As razões trazidas pelo embargante evidenciam, a todo efeito, o seu inconformismo com a decisão que lhe foi desfavorável, não cabendo, em sede de embargos, a pretensão de ver a decisão novamente analisada, em comparação aos paradigmas trazidos à colação nos declaratórios, conforme reiteradamente decidido por esta Corte:

Embargos de declaração. Pedido de atribuição de efeitos infringentes. Acórdão que negou provimento a recurso em prestação de contas. Alegada contradição, dúvida e obscuridade no decisum.

Inexistência de quaisquer dos vícios que permitam o manejo dos aclaratórios. Impossibilidade, pela via eleita, de rediscutir a matéria já decidida.

Desacolhimento.

(PC 338, 17 de novembro de 2010, rel. Artur dos Santos e Almeida.)

Expostas as razões de decidir suficientes para a conclusão da decisão, é desnecessária a análise individualizada de todos os argumentos tecidos pelas partes, que ficam logicamente afastados pela fundamentação em sentido contrário.

Nesse sentido é a jurisprudência, conforme ementa que segue:

[…] No tocante à alegada ofensa ao art. 535, incisos I e II, do CPC, os recorrentes, a pretexto de alegar omissão no aresto recorrido, acabaram pleiteando a reforma da decisão, no que se refere à atribuição do onus probandi do estado de pobreza dos recorrentes.Os embargos de declaração não servem para a reapreciação do mérito da demanda, já que o ordenamento pátrio destina-lhes fim específico: integração de decisum judicial em que tenha ocorrido uma das situações previstas no art. 535 do CPC. Não é necessário que o magistrado se oponha a cada um dos argumentos expendidos pelo recorrente, bastando que tenha solucionado de forma integral a querela, rejeitando logicamente as teses contrárias.

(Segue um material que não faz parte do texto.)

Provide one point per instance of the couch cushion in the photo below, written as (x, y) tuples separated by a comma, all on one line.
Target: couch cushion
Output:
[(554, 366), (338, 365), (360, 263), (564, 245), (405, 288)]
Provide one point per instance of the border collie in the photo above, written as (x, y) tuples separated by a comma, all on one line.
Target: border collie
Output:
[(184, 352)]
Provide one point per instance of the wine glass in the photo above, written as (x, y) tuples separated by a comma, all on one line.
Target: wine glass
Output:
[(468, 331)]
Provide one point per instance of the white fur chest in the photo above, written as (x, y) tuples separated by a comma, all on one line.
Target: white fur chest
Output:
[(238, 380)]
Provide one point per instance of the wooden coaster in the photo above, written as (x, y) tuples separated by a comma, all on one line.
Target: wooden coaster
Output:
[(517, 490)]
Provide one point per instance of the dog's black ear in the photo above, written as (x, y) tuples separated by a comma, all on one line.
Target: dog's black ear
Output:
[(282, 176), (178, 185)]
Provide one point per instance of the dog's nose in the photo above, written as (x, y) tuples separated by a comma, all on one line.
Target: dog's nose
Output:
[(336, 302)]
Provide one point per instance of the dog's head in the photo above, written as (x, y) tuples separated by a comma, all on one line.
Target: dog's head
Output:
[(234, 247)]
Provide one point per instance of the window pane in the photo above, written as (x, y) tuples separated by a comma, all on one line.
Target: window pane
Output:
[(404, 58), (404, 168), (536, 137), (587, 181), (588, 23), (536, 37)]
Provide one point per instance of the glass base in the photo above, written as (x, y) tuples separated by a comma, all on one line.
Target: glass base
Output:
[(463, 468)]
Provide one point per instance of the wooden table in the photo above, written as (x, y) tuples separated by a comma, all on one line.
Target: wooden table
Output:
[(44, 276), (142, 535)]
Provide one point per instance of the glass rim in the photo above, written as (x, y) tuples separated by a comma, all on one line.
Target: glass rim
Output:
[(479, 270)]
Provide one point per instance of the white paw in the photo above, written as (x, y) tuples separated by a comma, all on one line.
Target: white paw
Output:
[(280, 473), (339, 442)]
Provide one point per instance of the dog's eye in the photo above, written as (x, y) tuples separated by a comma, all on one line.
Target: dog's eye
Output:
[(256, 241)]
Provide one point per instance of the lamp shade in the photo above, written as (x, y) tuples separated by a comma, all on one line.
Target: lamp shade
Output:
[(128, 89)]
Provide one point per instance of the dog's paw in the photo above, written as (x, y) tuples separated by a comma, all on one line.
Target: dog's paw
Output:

Precedentes.[...] (STJ, REsp 1211838/SP, Rel. Ministro CASTRO MEIRA, SEGUNDA TURMA, julgado em 02/12/2010, DJe 10/12/2010.)

Na espécie, verifico que o embargante busca também obter o prequestionamento acerca de aspectos impertinentes para o deslinde da causa, sem respaldo legal ou jurisprudencial para tanto, apenas visando a lastrear recurso às instâncias superiores, o que é incabível, conforme fartamente demonstrado nas ementas colacionadas, inclusive em recentes julgados desta Corte Eleitoral:

Embargos de declaração. Acórdão que manteve a sentença pela desaprovação de contas prolatada no juízo originário.

Não configuradas quaisquer das hipóteses previstas no artigo 275 do Código Eleitoral para o manejo dos aclaratórios. Decisão adequadamente fundamentada, inexistindo dúvida, omissão, contradição ou obscuridade passíveis de serem sanadas.

Insubsistência desse instrumento como meio para retomada da discussão de matéria já decidida por esta Corte ou para lastrear recurso às instâncias superiores. Desacolhimento. PROCESSO: RE 1000034-61.2008.6.21.0170, julgado em 29-03- 2012. DR. JORGE ALBERTO ZUGNO.

Desta forma, resta bem pontuado que o manejo do presente recurso não encontra qualquer fundamento, impondo-se sua rejeição, mesmo para os efeitos de prequestionamento.

Ante o exposto, ausentes os vícios elencados no art. 275 do Código Eleitoral, VOTO pela REJEIÇÃO dos embargos de declaração, visto que resta evidente o propósito de buscarem, na realidade, rediscutir o mérito da decisão.